Recessione: il termine tecnico è questo. Il dato Istat di stamane apre i siti dell’informazione, non solo di quella economica. Il secondo trimestre del 2014 è il peggiore degli ultimi 14 anni, e il più basso dal secondo trimestre dell’anno 2000.
Parliamo di un meno 0,2 per cento congiunturale e un meno 0,3 su base annua. Il tutto in un quadro dove i consumi non si rianimano e soprattutto con un quadro macro-economico insostenibile. Un paio di settimane fa l’analisi più puntuale l’ha fatta Luigi Zingales sul Sole 24 Ore, ma qualche giorno dopo il tema è stato ripreso da Roberto Poli sul Corriere, in un bell’articolo di Fabio Tamburini.

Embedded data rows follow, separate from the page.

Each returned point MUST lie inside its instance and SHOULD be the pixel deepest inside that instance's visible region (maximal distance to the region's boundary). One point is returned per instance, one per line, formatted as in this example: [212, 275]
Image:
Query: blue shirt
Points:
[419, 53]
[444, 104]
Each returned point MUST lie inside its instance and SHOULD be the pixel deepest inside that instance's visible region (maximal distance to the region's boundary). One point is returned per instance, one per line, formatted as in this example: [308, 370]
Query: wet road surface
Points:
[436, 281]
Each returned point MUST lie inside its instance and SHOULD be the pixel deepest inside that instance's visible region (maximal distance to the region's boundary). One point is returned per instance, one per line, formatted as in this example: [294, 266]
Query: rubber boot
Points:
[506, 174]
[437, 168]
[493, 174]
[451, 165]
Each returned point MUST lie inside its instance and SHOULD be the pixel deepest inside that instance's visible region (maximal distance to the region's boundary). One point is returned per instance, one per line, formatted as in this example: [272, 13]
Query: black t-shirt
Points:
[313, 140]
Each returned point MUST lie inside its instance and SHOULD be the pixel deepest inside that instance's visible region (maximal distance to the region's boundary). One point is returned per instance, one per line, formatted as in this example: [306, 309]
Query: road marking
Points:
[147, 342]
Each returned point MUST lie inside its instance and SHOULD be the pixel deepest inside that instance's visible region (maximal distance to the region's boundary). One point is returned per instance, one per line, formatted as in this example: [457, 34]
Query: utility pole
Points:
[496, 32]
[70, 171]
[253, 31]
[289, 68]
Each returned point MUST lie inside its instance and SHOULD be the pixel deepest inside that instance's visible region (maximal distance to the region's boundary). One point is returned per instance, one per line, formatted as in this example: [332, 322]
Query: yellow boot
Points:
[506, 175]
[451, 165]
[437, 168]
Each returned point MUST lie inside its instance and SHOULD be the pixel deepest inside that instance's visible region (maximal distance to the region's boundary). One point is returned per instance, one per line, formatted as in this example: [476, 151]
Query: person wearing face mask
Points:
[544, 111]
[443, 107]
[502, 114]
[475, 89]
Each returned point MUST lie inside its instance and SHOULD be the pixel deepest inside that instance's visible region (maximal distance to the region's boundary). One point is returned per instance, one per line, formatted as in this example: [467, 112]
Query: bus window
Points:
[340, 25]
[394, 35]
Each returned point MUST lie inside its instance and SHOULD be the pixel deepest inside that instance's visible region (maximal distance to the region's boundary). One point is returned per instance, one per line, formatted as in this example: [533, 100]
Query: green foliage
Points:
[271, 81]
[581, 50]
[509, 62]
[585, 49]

Non è un dettaglio tecnico, è la sostanza del problema italiano. Provo a riassumerlo così. Con lo spread a 518 punti base (alla fine dell’ultimo governo della destra) il tasso d’interesse sui nostri titoli decennali era al 6,50. Con un’inflazione al 3,1 voleva dire un interesse reale del 3,4%. Oggi lo spread è a 150-160 punti base (con un vantaggio di alcuni miliardi nella spesa per interessi), e con un tasso di interesse sui titoli decennali che è sceso al 2,7%. Il punto è che il tasso medio (considerando l’intero volume dei nostri titoli emessi) è ancora al 3,9 per cento. Ora, se togli lo 0,3 dell’inflazione hai un tasso di interesse reale del 3,6% (cioè superiore a quello che pagavamo con lo spread fuori controllo e la lettera della BCE).
Cosa vuol dire? Che solamente per non aumentare la forbice tra debito e Pil noi dovremmo avere un avanzo primario del 4,5% mentre sarà del 2,6% (e siamo il Paese che ha fatto negli anni della crisi il migliore avanzo primario e il minore aumento di debito pubblico). Semplicemente con i parametri attuali (e una crescita ferma), il problema è che il nostro debito pubblico (quei 2000 e passa miliardi) è insostenibile. E questo senza contare che noi dal 1995 abbiamo pagato 1.650 miliardi di euro di interessi sul debito (una cifra letteralmente spaventosa).
E’ chiaro che questa partita la giochi in Europa (non sto qui a ripetere cose note), e Renzi ha fatto non bene, ma benissimo a porre con chiarezza il tema di una svolta nella politica che Bruxelles ha praticato sino a qui. Il punto, anche alla luce dei dati dell’Istat di oggi, è che quella svolta serve “adesso” perché ne va della tenuta di un paese come il nostro.
Le riforme del governo servono (discuteremo il merito del jobs act, tra domani e venerdì licenzieremo il decreto sulla PA, mi auguro con il recupero in parallelo di “quota 96” su cui se volete vi aggiorno a parte, e poi i tempi sulla giustizia civile e amministrativa, la trasparenza negli appalti e la lotta alla corruzione…..). Ma il punto è che di fronte a uno scenario come l’attuale tu devi aggredire due questioni di fondo.
La prima ha un nome e uno soltanto: investimenti. Se questo Paese non torna a investire (bravo Renzi a comprare ieri da Feltrinelli il libro della Mazzucato!) e ad attrarre investimenti non se ne esce. Puoi studiare tutti i palliativi, puoi introdurre tutta la flessibilità che ti pare, puoi riformare gli ammortizzatori, ma se non si creano occasioni di lavoro, opportunità per un respiro alle imprese di settori piegati, saranno aspirine laddove servirebbero antibiotici.
La seconda questione è quel debito cumulato. Ne parlano anche economisti che di certo non sono assimilabili all’eversione di sinistra. Come si affronta il nocciolo duro di un debito alto come una montagna e di un fiscal compact insostenibile nel quadro macro-economico attuale? Non è vero che non esistano vie d’uscita. Non è letteralmente vero. Ma su questo tornerò a breve.
Infine, immagino la serie di dichiarazioni tutte tese a scaricare sul governo quel che sta accadendo. Ovviamente non ha senso. Sarebbe bello e anche maturo se di fronte a problemi di questa natura lasciassimo meno spazio alla propaganda e ci si concentrasse sul merito. Solo questo.